Impuls 28 von 40: Backups sind unverzichtbar. Aber sie brauchen eine Strategie – sonst wachsen sie einfach immer weiter. Alte Komplettsicherungen in der Cloud, vergessene Backup-Ordner auf dem NAS, externe Festplatten, die seit Jahren niemand mehr angeschlossen hat. All das belegt Speicherplatz, kostet Geld und verbraucht dauerhaft Energie.
Der entscheidende Merksatz: Backups sind kein Archiv.

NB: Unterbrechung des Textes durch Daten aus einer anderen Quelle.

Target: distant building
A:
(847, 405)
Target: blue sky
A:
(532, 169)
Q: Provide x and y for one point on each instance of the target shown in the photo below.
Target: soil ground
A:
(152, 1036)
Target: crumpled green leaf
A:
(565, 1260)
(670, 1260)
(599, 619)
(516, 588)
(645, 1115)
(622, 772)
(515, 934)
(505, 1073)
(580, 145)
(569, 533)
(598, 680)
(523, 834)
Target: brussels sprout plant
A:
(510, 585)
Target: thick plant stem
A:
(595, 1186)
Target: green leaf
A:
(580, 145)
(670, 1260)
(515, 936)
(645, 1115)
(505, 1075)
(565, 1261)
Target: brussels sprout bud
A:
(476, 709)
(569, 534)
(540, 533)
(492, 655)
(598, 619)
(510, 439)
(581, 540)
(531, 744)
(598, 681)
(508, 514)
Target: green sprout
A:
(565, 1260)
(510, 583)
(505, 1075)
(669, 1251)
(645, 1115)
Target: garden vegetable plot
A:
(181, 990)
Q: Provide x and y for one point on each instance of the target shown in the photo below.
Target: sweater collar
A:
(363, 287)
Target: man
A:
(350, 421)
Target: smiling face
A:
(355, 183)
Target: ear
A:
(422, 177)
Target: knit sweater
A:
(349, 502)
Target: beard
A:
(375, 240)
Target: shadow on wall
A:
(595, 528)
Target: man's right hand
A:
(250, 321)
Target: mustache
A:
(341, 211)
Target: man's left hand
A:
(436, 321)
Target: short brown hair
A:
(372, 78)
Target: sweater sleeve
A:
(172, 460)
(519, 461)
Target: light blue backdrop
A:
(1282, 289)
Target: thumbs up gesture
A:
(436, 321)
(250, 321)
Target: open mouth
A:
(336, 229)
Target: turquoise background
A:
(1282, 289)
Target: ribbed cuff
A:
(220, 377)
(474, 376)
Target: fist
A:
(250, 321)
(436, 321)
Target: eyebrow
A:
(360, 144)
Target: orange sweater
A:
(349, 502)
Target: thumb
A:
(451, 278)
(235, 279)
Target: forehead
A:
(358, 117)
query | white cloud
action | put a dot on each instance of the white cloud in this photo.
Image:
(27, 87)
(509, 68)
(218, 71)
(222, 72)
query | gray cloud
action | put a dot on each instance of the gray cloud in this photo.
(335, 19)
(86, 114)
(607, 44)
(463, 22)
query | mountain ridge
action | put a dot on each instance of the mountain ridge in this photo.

Ein Backup sichert den aktuellen Zustand eines Systems oder einer Datei, um nach einem Fehler wiederherstellen zu können. Ein Archiv bewahrt Informationen langfristig auf, oft aus rechtlichen oder dokumentarischen Gründen. Wer beides vermischt, hat weder eine saubere Datensicherung noch ein ordentliches Archiv – sondern einen wachsenden Datenberg ohne klare Struktur.
Wo Backups unkontrolliert wachsen
Cloud-Backups. iCloud, Google One, OneDrive, Backblaze – viele Dienste sichern dauerhaft und inkrementell. Ältere Versionen werden über Monate oder Jahre aufbewahrt. Wer die Aufbewahrungsfristen nicht bewusst konfiguriert, zahlt für Speicher, den er nie wieder braucht.
NAS und Heimserver. Lokale Netzwerkspeicher laufen oft jahrelang mit denselben Backup-Jobs, die niemand mehr überprüft. Sicherungen von Geräten, die längst nicht mehr existieren. Snapshots, die sich seit Jahren nicht verändert haben.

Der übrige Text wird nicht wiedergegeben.